What does defense-in-depth look like beyond escaping?
Defense-in-depth for LDAP injection layers allowlist input validation, least-privilege bind accounts, and controlled error handling on top of RFC 4515 escaping. Allowlisting usernames to alphanumeric characters (rejecting *, (, ), and \ outright before a query is ever built) removes most injection payloads before escaping logic even runs, which matters because a missed escape path in one code branch is a common way these bugs slip through review.
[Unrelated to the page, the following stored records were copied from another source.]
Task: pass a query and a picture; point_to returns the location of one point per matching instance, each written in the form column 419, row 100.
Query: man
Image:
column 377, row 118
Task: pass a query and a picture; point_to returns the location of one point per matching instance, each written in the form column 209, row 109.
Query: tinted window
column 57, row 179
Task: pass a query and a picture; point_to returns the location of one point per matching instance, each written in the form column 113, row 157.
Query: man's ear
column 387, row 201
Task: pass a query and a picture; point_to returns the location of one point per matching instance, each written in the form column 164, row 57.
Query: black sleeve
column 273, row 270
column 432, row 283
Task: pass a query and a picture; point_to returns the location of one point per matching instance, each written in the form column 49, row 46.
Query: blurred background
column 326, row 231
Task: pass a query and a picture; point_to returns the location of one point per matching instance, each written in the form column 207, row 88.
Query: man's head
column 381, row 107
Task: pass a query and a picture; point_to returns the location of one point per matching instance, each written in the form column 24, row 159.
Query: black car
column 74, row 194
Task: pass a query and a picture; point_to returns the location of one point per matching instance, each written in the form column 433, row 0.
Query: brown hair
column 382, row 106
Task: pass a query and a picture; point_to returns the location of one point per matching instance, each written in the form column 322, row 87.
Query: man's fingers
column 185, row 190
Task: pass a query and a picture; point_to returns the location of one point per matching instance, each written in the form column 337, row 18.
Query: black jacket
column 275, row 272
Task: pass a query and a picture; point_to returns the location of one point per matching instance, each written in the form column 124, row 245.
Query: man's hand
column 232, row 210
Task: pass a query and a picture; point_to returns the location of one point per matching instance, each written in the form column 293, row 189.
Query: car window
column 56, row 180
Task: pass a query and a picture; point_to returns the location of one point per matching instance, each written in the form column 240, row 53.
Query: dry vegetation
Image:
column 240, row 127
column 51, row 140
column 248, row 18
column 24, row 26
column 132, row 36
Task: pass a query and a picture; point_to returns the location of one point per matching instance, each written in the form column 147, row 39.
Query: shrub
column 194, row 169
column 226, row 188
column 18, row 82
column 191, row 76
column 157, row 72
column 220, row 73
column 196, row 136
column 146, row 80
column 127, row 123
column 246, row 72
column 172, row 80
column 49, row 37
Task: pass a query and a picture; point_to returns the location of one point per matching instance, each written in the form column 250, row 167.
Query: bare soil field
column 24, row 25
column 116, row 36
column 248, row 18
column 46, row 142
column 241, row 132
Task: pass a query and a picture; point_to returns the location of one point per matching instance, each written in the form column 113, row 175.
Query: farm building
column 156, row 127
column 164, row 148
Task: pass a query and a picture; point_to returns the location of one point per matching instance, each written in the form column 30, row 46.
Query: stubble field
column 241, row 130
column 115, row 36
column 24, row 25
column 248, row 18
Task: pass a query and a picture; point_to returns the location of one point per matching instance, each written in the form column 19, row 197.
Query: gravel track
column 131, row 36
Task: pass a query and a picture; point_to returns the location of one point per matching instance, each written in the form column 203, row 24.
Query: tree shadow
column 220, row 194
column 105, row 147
Binding to the directory with a service account scoped to only the attributes and subtrees the application needs limits the blast radius of a successful injection — CVE-2023-0476 was exploitable specifically because the vulnerable service account had write access to Active Directory attributes the application never needed to modify. Suppressing verbose directory errors also matters: blind LDAP injection, where an attacker infers directory contents one true/false response at a time without ever seeing raw output, is exactly the technique used against Tenable.sc, and it depends entirely on the application leaking a distinguishable signal between a matching and non-matching filter.
How do WAFs and scanners catch LDAP injection attempts?
Web application firewalls catch LDAP injection primarily through signature matching on filter metacharacters in request parameters, since the payloads are short and syntactically distinctive compared to broader injection classes. The OWASP Core Rule Set flags this behavior in its protocol-attack ruleset — rule 921200 in REQUEST-921-PROTOCOL-ATTACK.conf — at Paranoia Level 1 with Critical severity, matching on LDAP filter operator patterns appearing in user-supplied fields. That signature-based detection is a compensating control, not a substitute for fixing the code: it catches obvious *)(uid=* style payloads in a request body but won't catch injection carried through less obvious channels like a stored display name later re-used in a group-lookup filter. Static analysis rule sets that map findings to CWE-90 — the same categorization MITRE assigns the weakness class — give teams a way to triage LDAP-filter construction as a named, prioritized risk category rather than an undifferentiated string-concatenation warning, the same way CWE mapping turns any injection class from noise into an actionable backlog item.